Key user characteristics that affect a person’s ability to use a digital interface. Taken from Goodman-Deane et al (2020).

It is important to recognise that a person’s ability to use a digital interface depends on much more than simply having access to the required technology.

DIGNITY is conducting a set of surveys to understand how key influencing factors vary across the population. The data we are collecting on technology experience, competence, and attitude, as well as ability to recover from errors, will provide valuable insights into who is likely to find a digital interface difficult to use and why.

Firstly, competence with technology is crucial. This depends on a person’s experience with similar technologies and interfaces, and their resultant knowledge of commonly used symbols and interaction techniques. Even apparently simple gestures, such as swiping on a smartphone, are not obvious to someone who has not used that device before.

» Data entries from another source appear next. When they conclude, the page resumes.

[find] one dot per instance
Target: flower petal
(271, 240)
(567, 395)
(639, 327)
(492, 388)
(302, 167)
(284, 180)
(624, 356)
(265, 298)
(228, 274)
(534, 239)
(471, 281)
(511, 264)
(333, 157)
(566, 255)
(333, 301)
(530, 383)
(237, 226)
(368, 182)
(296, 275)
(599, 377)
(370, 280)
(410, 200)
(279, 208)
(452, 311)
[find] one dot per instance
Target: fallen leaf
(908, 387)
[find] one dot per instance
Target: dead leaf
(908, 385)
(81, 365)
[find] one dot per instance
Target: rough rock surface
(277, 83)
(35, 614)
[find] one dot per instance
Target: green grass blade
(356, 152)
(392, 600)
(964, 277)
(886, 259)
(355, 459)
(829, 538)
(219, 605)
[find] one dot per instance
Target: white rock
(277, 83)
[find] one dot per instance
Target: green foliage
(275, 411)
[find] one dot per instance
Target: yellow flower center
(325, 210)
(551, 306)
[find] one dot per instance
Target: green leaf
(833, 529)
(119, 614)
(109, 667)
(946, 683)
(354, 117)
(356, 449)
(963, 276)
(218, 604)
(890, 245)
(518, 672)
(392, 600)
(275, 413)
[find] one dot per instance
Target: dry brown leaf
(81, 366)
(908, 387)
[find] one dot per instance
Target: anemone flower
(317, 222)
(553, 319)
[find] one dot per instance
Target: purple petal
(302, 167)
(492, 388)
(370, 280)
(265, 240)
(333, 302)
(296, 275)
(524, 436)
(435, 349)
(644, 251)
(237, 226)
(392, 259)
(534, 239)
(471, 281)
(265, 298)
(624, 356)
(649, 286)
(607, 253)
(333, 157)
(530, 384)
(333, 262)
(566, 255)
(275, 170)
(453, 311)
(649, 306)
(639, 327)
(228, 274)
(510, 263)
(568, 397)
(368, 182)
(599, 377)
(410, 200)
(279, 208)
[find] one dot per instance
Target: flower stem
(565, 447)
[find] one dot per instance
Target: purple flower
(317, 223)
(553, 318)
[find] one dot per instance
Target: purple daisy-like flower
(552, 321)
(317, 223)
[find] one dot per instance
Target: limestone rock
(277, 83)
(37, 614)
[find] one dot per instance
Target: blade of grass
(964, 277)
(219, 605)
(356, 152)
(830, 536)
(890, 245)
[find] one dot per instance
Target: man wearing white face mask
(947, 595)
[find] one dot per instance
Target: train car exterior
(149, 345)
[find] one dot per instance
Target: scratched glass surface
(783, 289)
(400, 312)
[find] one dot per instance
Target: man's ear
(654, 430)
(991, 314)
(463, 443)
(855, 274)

Other abilities and skills, such as the capacity to learn, the ability to cope with errors, and language skills, are also important. Psychological factors play a key role. If someone lacks confidence in using technology, they are more likely to get flustered or confused, and give up when they do not understand something. Conversely, if someone is willing to try out different things on an interface to see what happens, they are more likely to figure out how to use it.

References: Goodman-Deane, J., Bradley, M., Waller, S., Clarkson, P.J. (2020b), “Quantifying exclusion for digital products and interfaces”, CWUAAT 2020 (10th Cambridge Workshop on Universal Access and Assistive Technology), Cambridge, UK, March 2020, Springer.